My ego said no way, this isn’t going to make sense for them to spend that kind of money to buy down their rate when rates will likely go down within 18 months and they could refinance. But I ran the numbers and numbers don’t lie. The monthly savings were great, 5-year savings also huge, but even if they refi’d in 18 months – the credit still made more sense.

If you need to sell your luxury home right now, consider marketing something like this. If the monthly payment on your house is better than the monthly payment on any other home at the same price point – you’re likely to get more showings.

Move Up/Down

Now this strategy is not going to be for everyone.

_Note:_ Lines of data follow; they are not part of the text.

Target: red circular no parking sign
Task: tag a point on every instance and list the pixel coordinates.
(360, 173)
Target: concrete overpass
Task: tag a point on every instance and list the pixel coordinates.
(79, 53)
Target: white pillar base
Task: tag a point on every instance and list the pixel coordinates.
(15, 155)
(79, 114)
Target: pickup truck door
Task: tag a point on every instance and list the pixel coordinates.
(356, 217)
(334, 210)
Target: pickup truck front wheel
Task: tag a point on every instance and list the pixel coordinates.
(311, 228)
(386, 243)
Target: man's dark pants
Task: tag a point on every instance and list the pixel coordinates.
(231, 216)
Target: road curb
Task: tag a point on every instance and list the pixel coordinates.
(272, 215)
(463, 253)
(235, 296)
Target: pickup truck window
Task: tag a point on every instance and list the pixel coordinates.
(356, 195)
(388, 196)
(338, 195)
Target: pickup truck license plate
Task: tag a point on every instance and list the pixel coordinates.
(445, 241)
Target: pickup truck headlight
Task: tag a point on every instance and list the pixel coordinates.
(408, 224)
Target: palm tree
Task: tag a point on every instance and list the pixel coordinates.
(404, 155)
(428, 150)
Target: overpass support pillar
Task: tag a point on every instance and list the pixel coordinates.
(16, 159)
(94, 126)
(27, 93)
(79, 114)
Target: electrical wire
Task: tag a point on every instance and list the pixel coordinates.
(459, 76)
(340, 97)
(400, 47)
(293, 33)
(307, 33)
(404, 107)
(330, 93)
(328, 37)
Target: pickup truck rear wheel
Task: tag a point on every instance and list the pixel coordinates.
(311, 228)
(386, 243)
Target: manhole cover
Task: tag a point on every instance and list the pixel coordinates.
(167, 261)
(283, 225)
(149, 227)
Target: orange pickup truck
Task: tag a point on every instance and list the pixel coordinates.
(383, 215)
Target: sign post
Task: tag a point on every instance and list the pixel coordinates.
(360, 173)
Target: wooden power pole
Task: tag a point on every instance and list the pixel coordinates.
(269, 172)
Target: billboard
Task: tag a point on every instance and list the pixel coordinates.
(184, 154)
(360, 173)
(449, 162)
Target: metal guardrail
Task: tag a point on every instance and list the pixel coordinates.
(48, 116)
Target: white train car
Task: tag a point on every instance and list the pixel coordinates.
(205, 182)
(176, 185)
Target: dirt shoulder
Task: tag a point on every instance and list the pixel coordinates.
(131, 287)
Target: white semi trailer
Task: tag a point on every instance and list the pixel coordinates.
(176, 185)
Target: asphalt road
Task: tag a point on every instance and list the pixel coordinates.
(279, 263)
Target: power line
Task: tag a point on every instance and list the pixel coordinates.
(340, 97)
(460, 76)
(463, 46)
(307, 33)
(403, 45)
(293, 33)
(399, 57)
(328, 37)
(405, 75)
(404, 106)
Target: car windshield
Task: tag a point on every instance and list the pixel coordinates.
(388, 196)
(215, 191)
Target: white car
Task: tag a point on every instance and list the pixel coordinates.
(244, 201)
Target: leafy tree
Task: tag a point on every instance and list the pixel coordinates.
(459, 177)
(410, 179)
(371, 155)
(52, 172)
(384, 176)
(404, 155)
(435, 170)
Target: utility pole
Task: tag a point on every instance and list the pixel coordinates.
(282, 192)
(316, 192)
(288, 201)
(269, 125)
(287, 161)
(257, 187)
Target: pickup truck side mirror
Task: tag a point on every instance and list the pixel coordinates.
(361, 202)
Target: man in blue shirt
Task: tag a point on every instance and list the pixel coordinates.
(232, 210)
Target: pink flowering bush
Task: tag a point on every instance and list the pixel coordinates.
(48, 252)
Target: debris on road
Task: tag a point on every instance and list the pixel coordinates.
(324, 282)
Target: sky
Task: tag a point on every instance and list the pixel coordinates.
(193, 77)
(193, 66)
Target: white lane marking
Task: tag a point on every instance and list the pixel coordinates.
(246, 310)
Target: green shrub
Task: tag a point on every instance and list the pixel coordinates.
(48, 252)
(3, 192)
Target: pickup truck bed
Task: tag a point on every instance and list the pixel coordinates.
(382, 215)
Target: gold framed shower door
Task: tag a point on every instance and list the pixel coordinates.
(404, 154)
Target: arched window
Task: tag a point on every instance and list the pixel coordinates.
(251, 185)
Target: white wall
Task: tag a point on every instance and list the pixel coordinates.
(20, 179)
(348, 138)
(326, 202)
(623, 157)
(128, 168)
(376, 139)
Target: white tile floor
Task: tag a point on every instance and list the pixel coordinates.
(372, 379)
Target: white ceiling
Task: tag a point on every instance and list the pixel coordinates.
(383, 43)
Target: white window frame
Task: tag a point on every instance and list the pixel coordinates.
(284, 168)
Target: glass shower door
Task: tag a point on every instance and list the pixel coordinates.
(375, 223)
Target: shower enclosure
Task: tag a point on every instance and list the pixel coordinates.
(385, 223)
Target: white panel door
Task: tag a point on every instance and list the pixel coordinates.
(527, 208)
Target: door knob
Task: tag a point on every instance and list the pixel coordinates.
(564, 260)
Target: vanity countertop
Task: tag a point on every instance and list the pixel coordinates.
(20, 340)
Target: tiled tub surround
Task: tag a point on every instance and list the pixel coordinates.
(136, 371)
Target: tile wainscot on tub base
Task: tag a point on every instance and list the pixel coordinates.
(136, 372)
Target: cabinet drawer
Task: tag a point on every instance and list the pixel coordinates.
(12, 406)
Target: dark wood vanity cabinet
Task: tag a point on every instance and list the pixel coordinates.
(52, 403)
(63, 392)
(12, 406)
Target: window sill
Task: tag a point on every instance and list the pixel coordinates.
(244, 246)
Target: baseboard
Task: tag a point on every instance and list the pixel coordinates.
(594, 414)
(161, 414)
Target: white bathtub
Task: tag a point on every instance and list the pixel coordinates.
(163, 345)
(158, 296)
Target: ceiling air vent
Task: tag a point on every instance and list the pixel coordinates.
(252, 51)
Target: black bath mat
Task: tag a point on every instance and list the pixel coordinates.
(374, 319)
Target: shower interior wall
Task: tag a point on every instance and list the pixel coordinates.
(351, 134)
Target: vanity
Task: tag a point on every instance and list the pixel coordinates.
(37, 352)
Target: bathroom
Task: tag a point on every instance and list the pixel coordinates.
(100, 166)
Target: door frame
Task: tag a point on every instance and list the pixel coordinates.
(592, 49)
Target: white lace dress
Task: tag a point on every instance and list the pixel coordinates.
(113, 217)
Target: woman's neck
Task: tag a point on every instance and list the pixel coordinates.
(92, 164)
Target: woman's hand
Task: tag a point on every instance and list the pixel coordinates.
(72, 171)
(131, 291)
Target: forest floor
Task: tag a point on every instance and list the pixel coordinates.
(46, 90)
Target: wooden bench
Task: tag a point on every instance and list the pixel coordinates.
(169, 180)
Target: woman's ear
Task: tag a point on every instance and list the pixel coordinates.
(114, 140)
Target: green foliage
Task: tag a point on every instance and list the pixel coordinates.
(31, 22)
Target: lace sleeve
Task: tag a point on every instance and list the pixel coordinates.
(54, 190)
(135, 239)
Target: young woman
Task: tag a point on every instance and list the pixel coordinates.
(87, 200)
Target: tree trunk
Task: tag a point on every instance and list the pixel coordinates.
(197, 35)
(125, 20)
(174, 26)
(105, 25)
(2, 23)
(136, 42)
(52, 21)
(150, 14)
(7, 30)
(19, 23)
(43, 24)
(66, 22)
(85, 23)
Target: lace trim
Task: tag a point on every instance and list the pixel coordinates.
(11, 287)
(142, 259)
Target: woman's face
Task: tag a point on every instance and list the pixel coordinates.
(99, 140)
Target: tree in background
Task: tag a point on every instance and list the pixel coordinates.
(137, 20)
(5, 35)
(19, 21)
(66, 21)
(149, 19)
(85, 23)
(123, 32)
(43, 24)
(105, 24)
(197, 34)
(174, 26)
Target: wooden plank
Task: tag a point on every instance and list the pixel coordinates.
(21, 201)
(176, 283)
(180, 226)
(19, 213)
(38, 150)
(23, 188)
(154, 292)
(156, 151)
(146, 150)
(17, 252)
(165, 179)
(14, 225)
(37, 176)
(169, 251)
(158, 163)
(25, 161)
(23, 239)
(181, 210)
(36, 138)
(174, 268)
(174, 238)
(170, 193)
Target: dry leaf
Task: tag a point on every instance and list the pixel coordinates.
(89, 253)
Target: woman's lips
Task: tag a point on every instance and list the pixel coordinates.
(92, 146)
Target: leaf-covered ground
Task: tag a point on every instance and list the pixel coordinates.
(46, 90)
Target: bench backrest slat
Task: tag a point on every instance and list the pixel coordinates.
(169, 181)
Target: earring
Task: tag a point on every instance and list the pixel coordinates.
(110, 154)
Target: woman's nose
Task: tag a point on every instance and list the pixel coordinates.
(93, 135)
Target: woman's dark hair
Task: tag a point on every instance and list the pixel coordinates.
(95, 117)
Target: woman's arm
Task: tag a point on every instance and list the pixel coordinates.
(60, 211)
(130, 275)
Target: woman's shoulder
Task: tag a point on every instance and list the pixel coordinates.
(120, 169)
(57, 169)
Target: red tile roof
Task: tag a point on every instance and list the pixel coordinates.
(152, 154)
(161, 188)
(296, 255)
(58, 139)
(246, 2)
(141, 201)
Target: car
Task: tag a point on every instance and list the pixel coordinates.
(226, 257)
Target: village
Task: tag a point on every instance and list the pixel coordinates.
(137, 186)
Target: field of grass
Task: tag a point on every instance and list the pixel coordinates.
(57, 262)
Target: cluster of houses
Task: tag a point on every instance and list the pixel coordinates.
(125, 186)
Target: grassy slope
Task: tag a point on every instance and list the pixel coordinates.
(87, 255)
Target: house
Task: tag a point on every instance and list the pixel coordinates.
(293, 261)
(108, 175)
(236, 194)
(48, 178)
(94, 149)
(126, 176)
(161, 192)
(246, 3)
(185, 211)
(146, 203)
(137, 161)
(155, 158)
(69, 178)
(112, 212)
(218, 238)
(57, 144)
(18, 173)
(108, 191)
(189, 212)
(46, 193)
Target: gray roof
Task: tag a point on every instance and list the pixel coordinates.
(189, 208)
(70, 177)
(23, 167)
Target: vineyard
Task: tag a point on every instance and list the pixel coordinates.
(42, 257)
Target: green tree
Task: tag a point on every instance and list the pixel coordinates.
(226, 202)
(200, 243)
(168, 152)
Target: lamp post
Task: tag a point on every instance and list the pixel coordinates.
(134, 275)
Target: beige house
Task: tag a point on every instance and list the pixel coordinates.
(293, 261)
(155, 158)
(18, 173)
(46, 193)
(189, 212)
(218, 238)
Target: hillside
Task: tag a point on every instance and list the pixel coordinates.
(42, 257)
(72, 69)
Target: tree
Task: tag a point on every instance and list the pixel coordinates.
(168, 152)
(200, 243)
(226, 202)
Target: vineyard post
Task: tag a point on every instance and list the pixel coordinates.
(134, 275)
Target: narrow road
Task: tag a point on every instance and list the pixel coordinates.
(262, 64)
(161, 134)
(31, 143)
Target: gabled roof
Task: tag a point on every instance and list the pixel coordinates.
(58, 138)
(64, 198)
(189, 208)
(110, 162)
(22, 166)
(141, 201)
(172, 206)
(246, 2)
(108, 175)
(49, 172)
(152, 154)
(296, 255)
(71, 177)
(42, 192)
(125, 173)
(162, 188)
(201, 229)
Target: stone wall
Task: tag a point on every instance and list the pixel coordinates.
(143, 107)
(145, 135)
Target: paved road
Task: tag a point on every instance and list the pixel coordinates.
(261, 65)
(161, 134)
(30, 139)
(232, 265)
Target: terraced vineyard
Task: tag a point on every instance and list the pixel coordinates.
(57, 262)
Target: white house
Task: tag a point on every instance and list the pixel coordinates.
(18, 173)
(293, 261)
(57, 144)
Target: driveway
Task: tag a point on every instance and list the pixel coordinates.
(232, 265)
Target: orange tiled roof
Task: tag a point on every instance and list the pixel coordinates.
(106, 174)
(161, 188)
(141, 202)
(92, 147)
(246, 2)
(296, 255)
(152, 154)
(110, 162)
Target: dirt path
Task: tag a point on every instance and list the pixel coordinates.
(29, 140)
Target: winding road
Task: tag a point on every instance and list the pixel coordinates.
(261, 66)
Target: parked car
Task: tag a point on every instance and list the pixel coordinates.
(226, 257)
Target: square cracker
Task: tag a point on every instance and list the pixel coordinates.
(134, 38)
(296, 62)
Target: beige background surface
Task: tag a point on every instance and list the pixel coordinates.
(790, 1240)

But if you are a buyer and a seller who needs a new place but is open to keeping their current home as a rental – I need to show you a really cool strategy with lots of great implications.

If you want to move up or down but the house you are in has an amazing interest rate and a good chunk of equity in it. You were planning to use that equity, once converted into proceeds from the sale for your down payment. We could use our bridge loan product to help you make non-contingent offers but maybe you don’t want to be a seller in this market. You could be a landlord though, because as buyers leave the market – single family homes as rentals are more and more in demand. Sure there’s tons of apartment buildings with vacancies but not every family wants to live in an apartment.

We can take out a HELOC against your current home to use as the down payment funds for the new place. Then you can take advantage of buying while the market is a little more in your favor and also keep your beautiful interest rate on the departing primary, now rental.

But this gets a little better. I’ve been deep diving into tax strategies this year. (My compliance guy is panicking right now so please be advised that you need to consult with your CPA on this next paragraph – I’m not licensed to give you tax advice.) The first year you make that house rental is its first year in service. That’s a great time to do a cost segregation study on it and get huge tax benefits from the accelerated depreciation. Yes, you need to keep in mind the depreciation recapture when you sell this property but maybe you won’t – maybe you will see how beautiful this game of real estate investing is.

First Time Homebuyer

As mentioned, this fall and winter could be the best time for these guys to put together a deal and break into homeownership. Someone just needs to tell them (or tell you!) because they are tired and discouraged and frankly beat up from trying to buy a home this year. Here’s a fun fact: if a seller is putting their house on the market this year, they are likely quite motivated. So let’s run numbers for each house, let’s play with a combination of a permanent buy down with a temporary buy down and see what we can do to get the payment into your comfort zone.

In Closing – a little economic update and I’m going to keep it short and sweet. We got our jobs report this morning and while the market was expecting $170k jobs added, the report blasted expectations showing $336,000. Remember the Fed is only watching inflation and the labor market. Inflation is not at the 2% target yet and the jobs market is holding strong in spite of higher interest rates, sooo they can keep doing what they need to do to bring inflation down.